More pet dogs bitten by venomous snakes in 2015.

click to enlarge A copperhead snake.

University of Arkansas

A copperhead snake.

The past year saw a dramatic increase in pets being bitten by venomous copperhead snakes, according to a Midlothian veterinarian.

“It was by far the biggest increase I have ever seen,” says Dr. Marc Nay, owner of Animal Medical Center.

He says that his hospital treated about 90 dogs for snakebites in 2015 when the usual number is about 40. The pets came from an area that includes Chesterfield County and stretches south to the North Carolina border.

Of last year’s bites cases, two dogs died, although he says only one was a direct result of the copperhead bite.

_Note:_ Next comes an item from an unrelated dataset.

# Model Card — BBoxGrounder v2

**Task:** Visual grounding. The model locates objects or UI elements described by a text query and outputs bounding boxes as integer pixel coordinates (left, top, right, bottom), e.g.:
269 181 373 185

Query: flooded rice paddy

Marian B. Hunter, a spokeswoman for the Virginia Department of Health, says her group doesn’t gather statistics on venomous snakebites of other animals or humans.

In the Richmond area, venomous snakebites are most likely to be from copperheads, which are rarely fatal to humans. There’s a small breeding area for more dangerous cottonmouths or water moccasins where the Appomattox River flows into the James River. There are no rattlesnakes in the local area.

In August 2014, the University of Virginia School of Medicine’s Blue Ridge Poison Center reported seeing a 50-percent spike in copperhead bites from the previous year.

There have been reports of increased venomous snakebites of humans in other states. Georgia saw a dramatic increase as well as Missouri, where a 37-year-old man died after being bitten by a cottonmouth on both legs as he waded in a river.

Nay says that pet dogs are most likely to be bitten on their face, nose or chest. Pets should be taken quickly to a veterinarian, but one problem is that their owners might not realize their pet has been bitten.

It’s unclear why snakebite instances may have increased in 2015, which was the warmest year on record in the United States. Other factors are that more snake habitats are being disturbed by development.

A copperhead made headlines in June when it was found lying underneath a car parked at The Richmond Times-Dispatch’s employee garage on Franklin Street downtown. City animal control workers removed it unharmed.